The entire room had fallen silent, and every eye was following the line of his pointing finger. No one heard the pinging, beeps or sirens anymore.

Edward walked right up to the screen and jabbed his finger at it. ‘Near the collision recording section — see? There’s something missing… like a small bite has been taken out of the machinery and background. But if the device was damaged, you’d know about it, right?’

Harper frowned, and leaned so close to the screen that his nose was almost touching the glass. He spoke over his shoulder. ‘Takada, take a look at this. What do you make of it?’

Takada leapt to his feet and hurried over. He nodded and spoke softly to his boss. ‘There’s an anomaly there, all right. Might be a fault in the film recording, though.’

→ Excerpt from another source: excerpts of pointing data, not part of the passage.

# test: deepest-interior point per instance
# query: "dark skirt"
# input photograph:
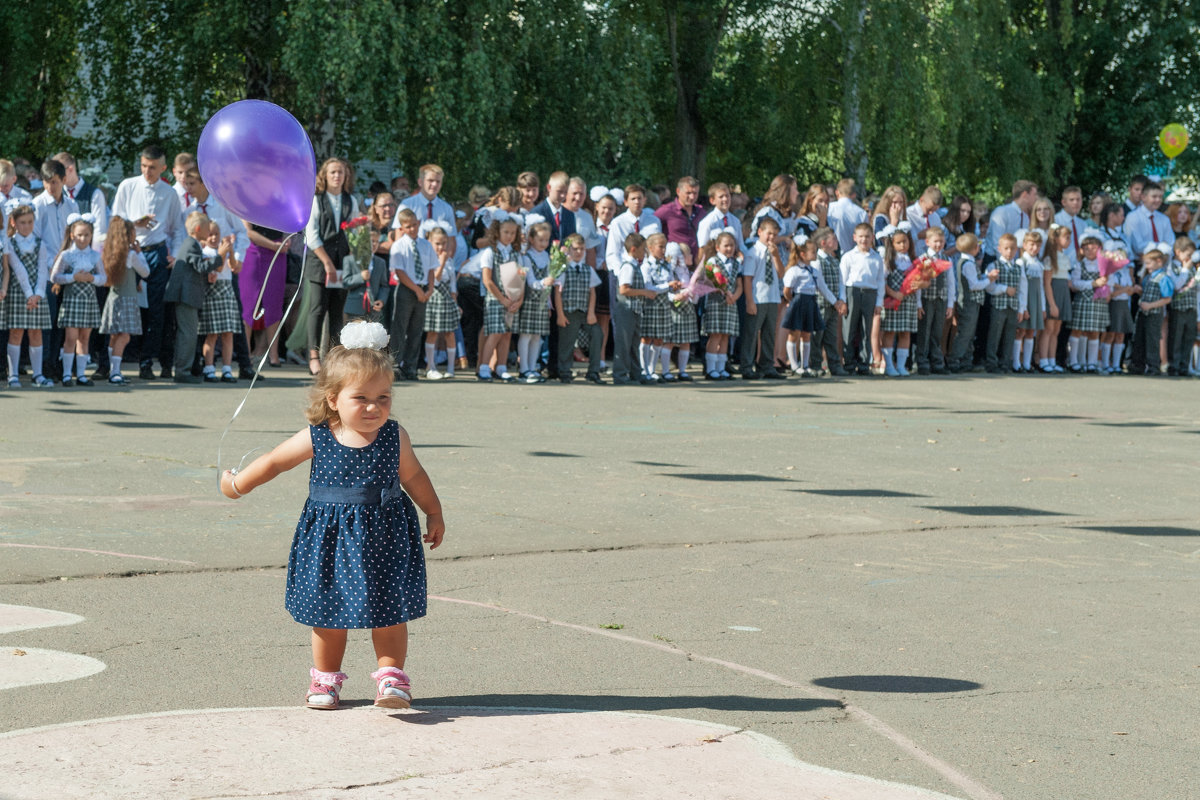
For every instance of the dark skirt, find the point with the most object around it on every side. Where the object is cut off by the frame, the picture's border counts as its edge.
(803, 314)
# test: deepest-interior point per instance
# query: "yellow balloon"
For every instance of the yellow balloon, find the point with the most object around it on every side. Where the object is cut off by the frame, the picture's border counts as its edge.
(1173, 139)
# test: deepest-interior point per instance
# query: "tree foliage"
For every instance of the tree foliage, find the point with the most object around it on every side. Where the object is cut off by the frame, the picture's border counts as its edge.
(970, 94)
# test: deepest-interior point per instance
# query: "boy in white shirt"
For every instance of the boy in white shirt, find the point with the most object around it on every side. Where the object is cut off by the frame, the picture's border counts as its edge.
(862, 275)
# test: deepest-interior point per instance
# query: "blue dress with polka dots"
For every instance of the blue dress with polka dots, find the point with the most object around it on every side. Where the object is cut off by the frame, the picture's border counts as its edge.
(357, 559)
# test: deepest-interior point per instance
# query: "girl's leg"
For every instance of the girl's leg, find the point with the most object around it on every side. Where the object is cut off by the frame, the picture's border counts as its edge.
(328, 648)
(390, 644)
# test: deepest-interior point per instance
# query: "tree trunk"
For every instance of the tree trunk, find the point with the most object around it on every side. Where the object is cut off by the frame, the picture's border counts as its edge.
(855, 156)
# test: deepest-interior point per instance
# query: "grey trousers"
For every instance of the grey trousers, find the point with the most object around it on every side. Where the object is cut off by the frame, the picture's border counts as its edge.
(753, 326)
(407, 330)
(567, 337)
(858, 326)
(929, 334)
(627, 329)
(187, 328)
(1001, 332)
(963, 350)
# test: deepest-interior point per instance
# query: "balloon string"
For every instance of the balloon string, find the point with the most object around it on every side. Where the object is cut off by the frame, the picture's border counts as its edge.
(262, 361)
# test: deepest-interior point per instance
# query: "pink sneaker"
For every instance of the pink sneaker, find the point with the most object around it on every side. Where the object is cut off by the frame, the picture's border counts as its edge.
(324, 690)
(395, 691)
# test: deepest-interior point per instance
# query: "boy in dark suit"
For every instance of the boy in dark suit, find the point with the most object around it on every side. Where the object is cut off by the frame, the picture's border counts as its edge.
(186, 288)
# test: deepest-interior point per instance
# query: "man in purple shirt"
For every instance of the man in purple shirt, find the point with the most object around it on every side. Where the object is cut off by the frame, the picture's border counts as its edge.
(681, 217)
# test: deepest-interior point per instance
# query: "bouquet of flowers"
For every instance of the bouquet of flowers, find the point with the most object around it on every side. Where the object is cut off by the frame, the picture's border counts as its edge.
(558, 258)
(923, 272)
(358, 234)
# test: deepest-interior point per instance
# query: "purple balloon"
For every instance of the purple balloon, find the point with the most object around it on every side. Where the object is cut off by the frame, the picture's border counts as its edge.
(258, 162)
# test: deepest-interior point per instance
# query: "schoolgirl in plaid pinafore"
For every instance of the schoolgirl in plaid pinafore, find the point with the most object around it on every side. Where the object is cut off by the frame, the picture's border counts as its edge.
(17, 317)
(903, 319)
(442, 311)
(719, 316)
(1087, 313)
(220, 313)
(534, 314)
(657, 313)
(78, 306)
(495, 314)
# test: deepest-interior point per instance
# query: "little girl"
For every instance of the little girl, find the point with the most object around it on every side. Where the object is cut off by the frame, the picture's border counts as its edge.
(720, 307)
(220, 314)
(533, 320)
(1056, 284)
(77, 270)
(124, 264)
(357, 559)
(499, 312)
(802, 281)
(1032, 322)
(24, 305)
(442, 312)
(900, 323)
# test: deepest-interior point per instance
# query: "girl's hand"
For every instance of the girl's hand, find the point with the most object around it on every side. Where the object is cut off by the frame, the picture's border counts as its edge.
(435, 529)
(227, 486)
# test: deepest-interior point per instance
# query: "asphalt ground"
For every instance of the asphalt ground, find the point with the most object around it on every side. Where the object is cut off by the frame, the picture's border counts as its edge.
(981, 587)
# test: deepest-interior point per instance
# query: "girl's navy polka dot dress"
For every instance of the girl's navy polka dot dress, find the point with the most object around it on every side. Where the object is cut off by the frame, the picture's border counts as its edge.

Harper pressed some buttons, causing the screens to switch to a different angle. The same golf-ball-sized section was missing from every angle, like something oily was masking a section of the room or distorting the air.

Harper rubbed his chin and whispered, ‘I think I know where the boy went… and our diamond.’

* * *

Arn stumbled in the sand and fell to his knees. His lips were beginning to crack; when he swallowed, it felt like the dryness in his throat was caught halfway and refused to be pushed down any further unless accompanied by the reward of some water.

He blinked several times, and rubbed his eyes with the back of his hand — they felt gritty and dry. In the distance, he could make out a large boulder sticking up from the sand. He felt somewhat elated — at least there were some features other than an endless, baked earth. He could use it for shelter, or climb it to see if there was anything over the horizon. He plodded on, still feeling the breeze on his face.

Shielding his eyes, he looked up at the sun; it was no longer directly overhead. It must have been morning when he set out, and he bet it was some time past midday now.

He wiped his dry face — he had stopped perspiring long ago, and he knew this meant his body was starting to seriously dehydrate. He’d need a drink soon, or his mind would become foggy.

Foggier, the little voice sneered. It was constantly with him now, never letting him be for a second.

Along with the voice, there was the dull pain. His head throbbed — another sign of dehydration.

There’s water inside you.

‘Huh?’

You know what I mean.

‘Oh no, no, no. No way.’

Did you know you could drink your own pee three times before it became toxic?

‘Urk. Now I’m really losing it.’

Drink it — it’ll keep you alive.

Arn laughed dismissively. ‘And do you think that would improve my chances with Becky if she ever found out?’

I wont tell if you don’t.

Arn ignored the voice, and looked up at the huge stone that loomed before him. He had wandered so far in his mind, he hadn’t noticed how close he was to it now.

His dry mouth fell open. This can’t be real…

It wasn’t a boulder at all. It was a skull — gigantic, and bleached by a million sunshines. Just behind it, the tops of waist-thick bones stuck out of the ground for a good forty feet before they gradually sunk below the sand. Huge ribs, Arn thought.

He ran his hand along the skull, perhaps to see if it was real. It was warm and rough to his touch, and tilted slightly onto its side. He could see inside the mouth that it still had a few sharp teeth.

A dinosaur? No. A whale, maybe.

And that’ll be you soon, if you don’t find water.

Arn remembered why he came to the skull, and climbed up onto it. Still facing into the breeze, he squinted. In the distance, something gleamed.